Surprisingly, noted director Robert Brustein’s criticisms of the play are included. He admits the play is a failure dramatically, and is basically just an argument for hate crimes laws and the normalization of homosexuality. Another critic, Joyce Hart, admits that "although Kaufman appears to be delivering just the facts of the case, he is cleverly manipulating the information" to create a "symphony that stirs the emotions."
Also in this study guide:
"What do I read next?"
"Angels in America" - Tony Kushner [see review above]
"I Am My Own Wife" (German transvestite in Nazi Germany) - directed by Kaufman
"Gross Indecency: The Three Trials of Oscar Wilde" by Kaufman (re: sodomy & pederasty -- these words used in this article).
The works of Oscar Wilde.
"Further Reading"
John Clum, Acting Gay, re: 20th c American and British plays that involve gay men.
Daniel Helminiak, What the Bible Really Says about Homosexuality
Barbara Perry, In the Name of Hate: Understanding Hate Crimes
V. Other information of note on the play
From Charles Colson, Breakpoint, Oct. 15, 1998: “Don't Blame Us - Who are the Real Hate-mongers?” It was one of the most convoluted sentences I've ever heard. NBC Today Show host Katie Couric was talking to Gov. Jim Garanger [Geringer] about the murder of Matthew Shepard, the gay University of Wyoming student who was beaten to death following a robbery last week. Ms. Couric said: "Governor, some gay rights activists have said that ... organizations like the Christian Coalition ... and Focus on [the] Family are contributing to this anti-homosexual atmosphere by having an ad campaign saying, if you're a homosexual, you can change your orientation." Do you think, Couric asked, that campaigns like this inspire people to try to harm homosexuals?
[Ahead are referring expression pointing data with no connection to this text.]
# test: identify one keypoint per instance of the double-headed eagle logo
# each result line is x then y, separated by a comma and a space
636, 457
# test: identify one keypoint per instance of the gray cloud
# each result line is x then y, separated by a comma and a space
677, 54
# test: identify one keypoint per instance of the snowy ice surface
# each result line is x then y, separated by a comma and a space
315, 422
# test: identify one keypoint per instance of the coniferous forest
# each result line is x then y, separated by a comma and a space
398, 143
Whoa! Pro-family groups ARE sponsoring ads that lovingly tell people that through the power of Christ, they can break free from homosexual habits. But Couric was trying to get Gov. Garanger to agree that these ads were literally driving people to murder gay men. It's a sorry example of how effectively the gay lobby exploits tragedy to demonize anyone who opposes their political agenda.